2.- Parte ricorrente formula due motivi, lamentando:
1) l’erronea condanna al pagamento delle spese processuali. Deduce che non vi sarebbe stata violazione del ne bis in idem stante la mancanza di prova dell’identità del procedimento di equa riparazione concluso con decreto n. 115/2008. Lamenta l’eccessività della somma liquidata per spese in favore dell’Avvocatura.
2) violazione di legge e vizio di motivazione in ordine alla determinazione della durata ragionevole e all’entità dell’indennizzo che non poteva essere inferiore ad Euro 1.000,00 per gli ulteriori tredici mesi di ritardo. Deduce che non vi è prova in atti della duplicazione della domanda.
3.- Il provvedimento impugnato contiene l’accertamento in fatto che lo S. ha già proposto, per il medesimo processo presupposto, altra domanda di equa riparazione, definita con decreto della Corte di appello di Lecce “n. 115/2008” del 7 ottobre 2008.
E’ inammissibile, pertanto, la generica censura formulata dal ricorrente, il quale si limita a contraddire il predetto accertamento in fatto senza neppure indicare elementi che possano consentire di attribuire a diverso processo presupposto il decreto richiamato dalla Corte di appello. Che, altrimenti, si tratterebbe di errore revocatorio non denunciabile in sede di legittimità.
Inoltre, è infondata la censura relativa alla dedotta violazione dell’art. 88 c.p.c. mentre è inammissibile la censura relativa all’entità delle spese liquidate, tenuto conto dell’ammontare di quanto richiesto dal ricorrente e dell’inammissibilità della domanda (perchè reiterata per il medesimo procedimento presupposto, in violazione del dovere di lealtà e probità di cui all’art. 88 c.p.c.).
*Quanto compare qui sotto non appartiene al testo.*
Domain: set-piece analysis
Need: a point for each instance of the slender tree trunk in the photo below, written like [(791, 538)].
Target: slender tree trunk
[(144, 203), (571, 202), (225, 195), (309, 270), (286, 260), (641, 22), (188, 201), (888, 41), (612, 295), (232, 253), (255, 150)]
E’ incensurabile, inoltre, perchè congruamente motivato con il riferimento alla scarsa entità della pretesa, l’apprezzamento del giudice del merito circa la congruità della somma liquidata a titolo di indennizzo per il periodo successivo all’accoglimento della precedente domanda e sino all’estinzione del giudizio.
4.- Il ricorso deve essere rigettato.
Le spese processuali del giudizio di legittimità – liquidate in dispositivo – seguono la soccombenza.
P.Q.M.
La Corte rigetta il ricorso e condanna il ricorrente al pagamento delle spese del giudizio di legittimità che liquida in complessivi Euro 800,00 oltre le spese prenotate a debito.